Borders

Boundaries

Edited by Cristiana Collu, Saretto Cincinelli, Roberto Pinto

One of the most discussed themes in contemporary art is certainly the idea of ​​borders that artists have addressed both in a metaphorical and personal sense and in a geopolitical sense, with all the social consequences and international implications that this entails. The widespread interest in recent years in establishing boundaries and trying to trace differences also has its origins within artistic practices: the attention that art has dedicated to space and to the knowledge of its limits and ‘symptom of a specific attitude to put the border territory between things under observation. There are borders well delimited by borders, walls, armed surveillance, and there are less obvious borders, although often equally rigid and impassable. We are faced with the paradox of a globalization that seems to imply the loss of borders only for information, money and goods. The walls, which we saw falling at the end of the last century, have essentially multiplied. In a broader context it could also be said that external borders refer to an idea of ​​exclusion, of diversity, while internal borders refer to differences in class, religious belief, ethnicity, gender.

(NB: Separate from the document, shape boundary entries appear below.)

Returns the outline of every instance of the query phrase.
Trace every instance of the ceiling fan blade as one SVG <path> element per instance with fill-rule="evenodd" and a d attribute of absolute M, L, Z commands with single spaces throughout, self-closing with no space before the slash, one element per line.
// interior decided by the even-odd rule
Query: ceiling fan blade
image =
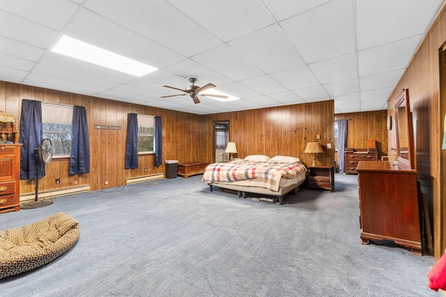
<path fill-rule="evenodd" d="M 197 95 L 192 94 L 190 95 L 190 97 L 192 97 L 192 100 L 194 100 L 194 104 L 197 104 L 197 103 L 200 103 L 200 100 L 198 99 L 198 97 L 197 97 Z"/>
<path fill-rule="evenodd" d="M 184 96 L 185 95 L 187 95 L 187 94 L 169 95 L 167 96 L 161 96 L 160 98 L 167 98 L 168 97 L 175 97 L 175 96 Z"/>
<path fill-rule="evenodd" d="M 187 91 L 185 90 L 179 89 L 178 88 L 175 88 L 175 87 L 171 87 L 170 86 L 160 85 L 160 86 L 164 87 L 164 88 L 169 88 L 174 89 L 174 90 L 180 90 L 181 92 L 187 93 Z"/>
<path fill-rule="evenodd" d="M 217 95 L 217 94 L 200 94 L 200 95 L 206 96 L 206 97 L 215 97 L 216 98 L 223 98 L 223 99 L 227 99 L 228 97 L 229 97 L 229 96 L 226 96 L 226 95 Z"/>
<path fill-rule="evenodd" d="M 195 93 L 201 93 L 205 90 L 208 90 L 208 89 L 215 88 L 215 87 L 216 86 L 213 83 L 208 83 L 207 85 L 204 85 L 202 87 L 200 87 L 197 90 L 195 90 Z"/>

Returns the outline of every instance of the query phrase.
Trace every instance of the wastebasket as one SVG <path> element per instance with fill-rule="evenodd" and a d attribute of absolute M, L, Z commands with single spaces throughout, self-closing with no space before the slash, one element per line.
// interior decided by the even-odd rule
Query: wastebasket
<path fill-rule="evenodd" d="M 166 160 L 166 178 L 176 178 L 176 172 L 178 170 L 178 160 Z"/>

Boundaries fill our lives, they surround us completely, they are the tool that allows us to classify and recognize the multiplicity of our reality, and, at the same time, they are a fruit of our ability to establish conventions. The notion of border plays a crucial role at any level of representation and organization of the world around us. Regarding borders, Claudio Magris wrote: “They die and rise again, they move, they are erased and they reappear unexpectedly. They mark the experience, the language, the space of living, the body with its health and its illnesses, the psyche with its splits and its rearrangements, politics with its often absurd cartography, the ego with the plurality of its fragments and their laborious recompositions, society with its divisions, the economy with its invasions and its retreats, thought with its maps of order”. Perhaps it is precisely this richness of meanings and aspects that makes this topic interesting. The works of the artists on display seem to reiterate precisely the variety of possible interpretations, therefore not giving up “observing that strange space that is found “between” things, that which, by bringing into contact, separates, or, perhaps, by separating brings into contact with different people, things, cultures, identities and spaces”.

Where do you look at a border from? What do expressions like inside or outside really mean? Is there an outside of the inside or an inside of the outside? These are some of the questions raised by the exhibition.

Artists: Francesco Arena, Maja Bajevic, Emanuele Becheri, Jota Castro, Yael Davids, Pepe Espaliu’, Carlos Garaicoa, Mona Hatoum, Alfredo Jaar, Magdalena Jetelova, Seila Kameric, Daniela Kostova, Jorge Macchi, Liliana Moro, Mateo Mate’, IngridMwangiRobertHutter, Andrea Nacciarriti, Adrian Paci, Riccardo Previdi, Michael Rakowitz, SASI Group, Stalker, Jules Spinatsch, Franck Scurti, Daina Taimina, The Institute for Figuring, Enzo Umbaca, Catherine Yass.

The exhibition is accompanied by a video review curated by Maria Rosa Sossai which presents the works of Massimiliano and Gianluca De Serio, Alex Cecchetti, Armin Linke, David Krippendorf and, in collaboration with the Polish Cultural Institute in Rome, the works by Bogna Burska, Jacek Molinowski, Julita Wojcik.